Im ersten Quartal 2026 erreichten die Solothurner Exporte insgesamt 1,16 Milliarden Franken – gegenüber 1,19 Milliarden im Vorjahreszeitraum. Januar (+0,6 Prozent; 359 Millionen Franken) und Februar (+4,0 Prozent; 377 Millionen Franken) schlossen dabei über Vorjahr. Im März hingegen lagen die Exporte mit 424 Millionen Franken rund 9,7 Prozent unter dem Vorjahreswert (470 Millionen). Dieser Rückgang ist massgeblich auf den ausserordentlich hohen Wert von März 2025 zurückzuführen: Damals hatten Unternehmen Lieferungen vorgezogen, um der bevorstehenden Einführung der US-Zölle zuvorzukommen. Dieser Basiseffekt verzerrt den Vorjahresvergleich für März 2026 erheblich.

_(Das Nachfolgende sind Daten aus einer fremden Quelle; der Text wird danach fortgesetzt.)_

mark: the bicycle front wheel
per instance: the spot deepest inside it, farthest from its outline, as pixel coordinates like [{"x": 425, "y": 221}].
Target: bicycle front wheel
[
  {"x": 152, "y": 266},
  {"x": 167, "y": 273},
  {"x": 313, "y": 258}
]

USA-Exporte erholten sich im Januar, waren danach aber rückläufig
Die USA-Exporte stiegen im Januar 2026 um ausserordentliche 41 Prozent auf 65 Millionen Franken. Im Februar (–12 Prozent) und März (–22 Prozent) folgten jedoch wieder Rückgänge, wobei der März-Wert wiederum stark durch den hohen Vorjahresbasiswert ins Auge fällt. Die EU-/EFTA-Märkte entwickelten sich im Quartal insgesamt leicht positiv (+1,3 Prozent), mit einem ausgeprägten Februarplus (+14 Prozent), das auf einen schwachen Vorjahresmonat zurückzuführen ist. Die übrigen Weltmärkte lagen mit 260 Millionen Franken gegenüber 289 Millionen Franken (–10,1 Prozent) unter Vorjahr.
MEM-Industrie stabil, Uhrenindustrie weiter unter Druck
Die MEM-Industrie (Maschinen, Elektronik, Metall) entwickelte sich mit 460 Millionen Franken gegenüber 462 Millionen (–0,5 Prozent) nahezu auf Vorjahresniveau. Die Uhrenindustrie blieb mit 92 Millionen Franken gegenüber 107 Millionen (–14 Prozent) deutlich unter Vorjahr. Erfahrungsgemäss reagiert die Nachfrage nach Uhren als Luxusgut sensibel auf konjunkturelle Abschwächungen und erhöhte Unsicherheit: Käufe lassen sich aufschieben, was die Branche stärker trifft als Bereiche mit weniger aufschiebbarem Bedarf.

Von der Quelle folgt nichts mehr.